Common Core State Standards © Copyright 2010. National Governors Association Center for Best Practices and Council of Chief State School Officers. All rights reserved.

# Operations & Algebraic Thinking - 3rd Grade Common Core Math

### Represent and solve problems involving multiplication and division.

3.OA.1 Interpret products of whole numbers, e.g., interpret 5 × 7 as the total number of objects in 5 groups of 7 objects each.

3.OA.2 Interpret whole-number quotients of whole numbers, e.g., interpret 56 ÷ 8 as the number of objects in each share when 56 objects are partitioned equally into 8 shares, or as a number of shares when 56 objects are partitioned into equal shares of 8 objects each.

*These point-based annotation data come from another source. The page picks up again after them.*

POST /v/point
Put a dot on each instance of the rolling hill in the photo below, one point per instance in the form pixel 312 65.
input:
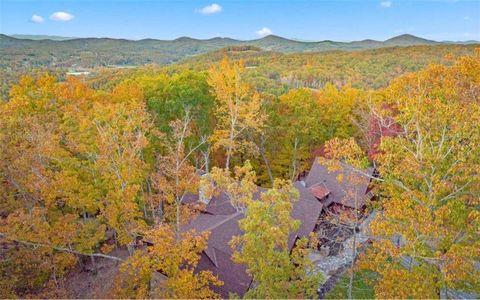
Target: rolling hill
pixel 43 51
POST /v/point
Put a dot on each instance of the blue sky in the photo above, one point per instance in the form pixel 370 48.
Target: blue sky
pixel 307 20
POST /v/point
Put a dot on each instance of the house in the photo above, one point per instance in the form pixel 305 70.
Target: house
pixel 347 186
pixel 220 218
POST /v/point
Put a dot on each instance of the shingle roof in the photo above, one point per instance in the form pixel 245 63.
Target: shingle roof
pixel 221 219
pixel 342 191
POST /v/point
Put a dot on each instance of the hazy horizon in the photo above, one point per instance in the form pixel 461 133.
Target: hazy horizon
pixel 447 20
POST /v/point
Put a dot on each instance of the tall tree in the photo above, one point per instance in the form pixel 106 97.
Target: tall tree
pixel 238 111
pixel 264 247
pixel 173 260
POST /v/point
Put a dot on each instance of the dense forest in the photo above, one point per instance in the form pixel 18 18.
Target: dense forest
pixel 98 169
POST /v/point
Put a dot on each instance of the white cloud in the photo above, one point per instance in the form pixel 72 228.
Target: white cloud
pixel 264 31
pixel 37 19
pixel 61 16
pixel 386 4
pixel 211 9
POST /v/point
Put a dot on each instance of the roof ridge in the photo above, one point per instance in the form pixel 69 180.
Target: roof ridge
pixel 230 217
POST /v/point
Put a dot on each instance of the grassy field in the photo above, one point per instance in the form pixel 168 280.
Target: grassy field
pixel 361 288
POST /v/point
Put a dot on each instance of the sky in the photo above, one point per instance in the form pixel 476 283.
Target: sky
pixel 312 20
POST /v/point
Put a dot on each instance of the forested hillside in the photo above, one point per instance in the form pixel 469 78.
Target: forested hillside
pixel 102 167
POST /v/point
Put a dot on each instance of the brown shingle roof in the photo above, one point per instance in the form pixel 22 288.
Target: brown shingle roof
pixel 221 219
pixel 342 191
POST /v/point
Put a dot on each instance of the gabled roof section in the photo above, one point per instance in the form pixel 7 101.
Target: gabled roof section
pixel 342 191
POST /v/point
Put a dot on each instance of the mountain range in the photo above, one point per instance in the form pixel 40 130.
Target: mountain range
pixel 40 51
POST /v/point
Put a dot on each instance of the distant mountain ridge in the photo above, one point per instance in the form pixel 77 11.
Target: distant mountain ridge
pixel 38 51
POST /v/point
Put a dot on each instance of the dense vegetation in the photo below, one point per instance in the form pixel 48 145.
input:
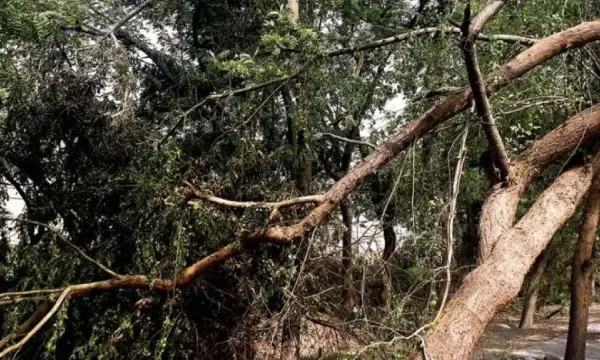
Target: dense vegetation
pixel 127 126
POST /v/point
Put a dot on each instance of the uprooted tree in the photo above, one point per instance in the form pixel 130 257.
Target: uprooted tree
pixel 193 174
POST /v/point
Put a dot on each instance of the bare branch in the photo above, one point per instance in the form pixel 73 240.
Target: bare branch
pixel 462 153
pixel 66 241
pixel 358 142
pixel 130 16
pixel 424 31
pixel 39 325
pixel 542 51
pixel 193 193
pixel 482 103
pixel 484 16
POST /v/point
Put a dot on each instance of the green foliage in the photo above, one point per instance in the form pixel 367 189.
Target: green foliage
pixel 82 117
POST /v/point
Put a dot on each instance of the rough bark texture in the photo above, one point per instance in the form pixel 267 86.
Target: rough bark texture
pixel 582 275
pixel 500 207
pixel 533 285
pixel 541 51
pixel 497 281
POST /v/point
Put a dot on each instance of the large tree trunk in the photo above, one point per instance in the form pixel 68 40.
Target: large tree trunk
pixel 500 207
pixel 582 275
pixel 533 285
pixel 498 280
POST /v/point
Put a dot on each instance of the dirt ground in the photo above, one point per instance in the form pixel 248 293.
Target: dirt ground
pixel 504 340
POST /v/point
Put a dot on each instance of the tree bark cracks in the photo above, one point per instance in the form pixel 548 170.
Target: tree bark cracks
pixel 533 285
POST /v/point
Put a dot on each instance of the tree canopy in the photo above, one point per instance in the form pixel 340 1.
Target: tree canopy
pixel 197 176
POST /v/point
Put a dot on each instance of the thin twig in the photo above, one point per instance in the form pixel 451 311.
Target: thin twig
pixel 193 193
pixel 451 216
pixel 129 16
pixel 359 142
pixel 33 331
pixel 66 241
pixel 478 86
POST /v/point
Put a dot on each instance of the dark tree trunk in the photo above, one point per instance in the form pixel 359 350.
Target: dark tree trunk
pixel 582 275
pixel 533 285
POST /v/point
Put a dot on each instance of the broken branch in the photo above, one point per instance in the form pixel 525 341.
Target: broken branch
pixel 66 241
pixel 482 103
pixel 193 193
pixel 39 325
pixel 358 142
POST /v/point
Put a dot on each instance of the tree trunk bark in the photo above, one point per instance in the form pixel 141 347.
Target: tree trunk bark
pixel 582 275
pixel 498 280
pixel 500 207
pixel 348 287
pixel 533 285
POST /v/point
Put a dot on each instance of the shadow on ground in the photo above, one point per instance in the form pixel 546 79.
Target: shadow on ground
pixel 504 340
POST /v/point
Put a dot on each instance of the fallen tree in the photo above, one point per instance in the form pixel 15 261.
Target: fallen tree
pixel 570 187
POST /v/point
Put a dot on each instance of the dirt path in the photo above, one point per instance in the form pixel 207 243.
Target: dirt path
pixel 504 340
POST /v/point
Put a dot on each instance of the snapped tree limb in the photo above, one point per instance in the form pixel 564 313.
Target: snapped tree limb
pixel 540 52
pixel 482 103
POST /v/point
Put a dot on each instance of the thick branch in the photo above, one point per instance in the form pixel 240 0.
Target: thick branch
pixel 193 193
pixel 482 103
pixel 424 31
pixel 498 280
pixel 358 142
pixel 542 50
pixel 500 207
pixel 39 325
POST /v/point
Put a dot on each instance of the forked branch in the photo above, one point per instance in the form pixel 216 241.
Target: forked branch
pixel 192 193
pixel 482 103
pixel 67 242
pixel 49 315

3.OA.3 Use multiplication and division within 100 to solve word problems in situations involving equal groups, arrays, and measurement quantities, e.g., by using drawings and equations with a symbol for the unknown number to represent the problem.

3.OA.4 Determine the unknown whole number in a multiplication or division equation relating three whole numbers.

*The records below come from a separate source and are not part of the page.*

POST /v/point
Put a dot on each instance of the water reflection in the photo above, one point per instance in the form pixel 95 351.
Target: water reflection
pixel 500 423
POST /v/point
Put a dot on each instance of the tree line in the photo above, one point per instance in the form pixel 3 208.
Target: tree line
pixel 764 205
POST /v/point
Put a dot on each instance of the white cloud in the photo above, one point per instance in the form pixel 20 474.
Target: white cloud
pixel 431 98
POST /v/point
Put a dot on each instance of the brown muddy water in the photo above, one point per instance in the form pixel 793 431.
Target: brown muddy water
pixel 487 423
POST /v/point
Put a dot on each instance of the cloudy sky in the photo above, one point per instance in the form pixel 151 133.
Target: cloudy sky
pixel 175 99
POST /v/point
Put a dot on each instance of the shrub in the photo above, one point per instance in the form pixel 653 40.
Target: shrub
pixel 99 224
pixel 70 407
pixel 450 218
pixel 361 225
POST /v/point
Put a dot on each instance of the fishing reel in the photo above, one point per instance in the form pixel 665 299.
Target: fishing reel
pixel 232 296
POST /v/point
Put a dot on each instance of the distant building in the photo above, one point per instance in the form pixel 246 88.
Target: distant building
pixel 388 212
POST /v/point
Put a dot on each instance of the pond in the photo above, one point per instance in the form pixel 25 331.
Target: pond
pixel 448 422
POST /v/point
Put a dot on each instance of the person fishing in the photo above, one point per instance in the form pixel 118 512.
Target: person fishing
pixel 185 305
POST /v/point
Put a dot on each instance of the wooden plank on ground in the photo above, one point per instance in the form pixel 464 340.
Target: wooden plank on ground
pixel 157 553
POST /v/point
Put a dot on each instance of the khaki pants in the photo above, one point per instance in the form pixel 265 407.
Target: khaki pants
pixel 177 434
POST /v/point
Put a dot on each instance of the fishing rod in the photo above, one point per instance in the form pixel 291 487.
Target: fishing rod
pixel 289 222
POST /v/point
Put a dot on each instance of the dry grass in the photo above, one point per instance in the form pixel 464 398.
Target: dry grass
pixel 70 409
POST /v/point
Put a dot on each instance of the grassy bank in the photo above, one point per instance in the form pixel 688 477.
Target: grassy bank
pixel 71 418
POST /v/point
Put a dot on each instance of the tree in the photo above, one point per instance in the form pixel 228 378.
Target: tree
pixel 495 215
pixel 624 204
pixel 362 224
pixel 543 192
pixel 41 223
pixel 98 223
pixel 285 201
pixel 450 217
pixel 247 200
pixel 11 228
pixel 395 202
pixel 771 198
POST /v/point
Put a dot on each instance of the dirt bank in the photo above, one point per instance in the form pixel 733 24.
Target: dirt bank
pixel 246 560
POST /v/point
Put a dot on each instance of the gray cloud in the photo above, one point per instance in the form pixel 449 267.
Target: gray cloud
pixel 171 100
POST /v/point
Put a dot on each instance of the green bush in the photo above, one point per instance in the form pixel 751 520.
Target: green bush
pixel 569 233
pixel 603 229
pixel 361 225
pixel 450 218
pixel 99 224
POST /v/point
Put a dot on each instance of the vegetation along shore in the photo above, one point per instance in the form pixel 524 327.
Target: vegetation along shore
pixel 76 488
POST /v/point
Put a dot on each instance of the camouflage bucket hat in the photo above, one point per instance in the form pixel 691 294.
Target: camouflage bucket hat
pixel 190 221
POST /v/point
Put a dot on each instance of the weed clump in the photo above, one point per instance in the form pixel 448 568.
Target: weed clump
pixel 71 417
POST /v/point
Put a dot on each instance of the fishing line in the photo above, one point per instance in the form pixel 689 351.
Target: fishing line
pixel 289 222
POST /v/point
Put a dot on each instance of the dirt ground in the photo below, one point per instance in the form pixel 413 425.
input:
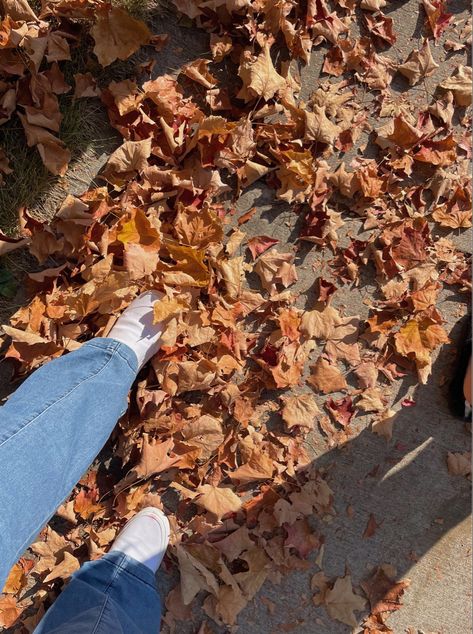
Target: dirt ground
pixel 422 511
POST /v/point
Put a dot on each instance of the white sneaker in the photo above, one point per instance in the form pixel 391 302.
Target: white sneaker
pixel 145 537
pixel 136 329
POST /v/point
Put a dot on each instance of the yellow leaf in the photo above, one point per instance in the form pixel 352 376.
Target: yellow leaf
pixel 16 580
pixel 217 500
pixel 136 228
pixel 117 35
pixel 168 307
pixel 419 338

### Understand properties of multiplication and the relationship between multiplication and division.

3.OA.5 Apply properties of operations as strategies to multiply and divide.

3.OA.6 Understand division as an unknown-factor problem.

### Multiply and divide within 100.

3.OA.7 Fluently multiply and divide within 100, using strategies such as the relationship between multiplication and division (e.g., knowing that 8 × 5 = 40, one knows 40 ÷ 5 = 8) or properties of operations. By the end of Grade 3, know from memory all products of two one-digit numbers.

### Solve problems involving the four operations, and identify and explain patterns in arithmetic.

3.OA.8 Solve two-step word problems using the four operations. Represent these problems using equations with a letter standing for the unknown quantity. Assess the reasonableness of answers using mental computation and estimation strategies including rounding.

3.OA.9 Identify arithmetic patterns (including patterns in the addition table or multiplication table), and explain them using properties of operations.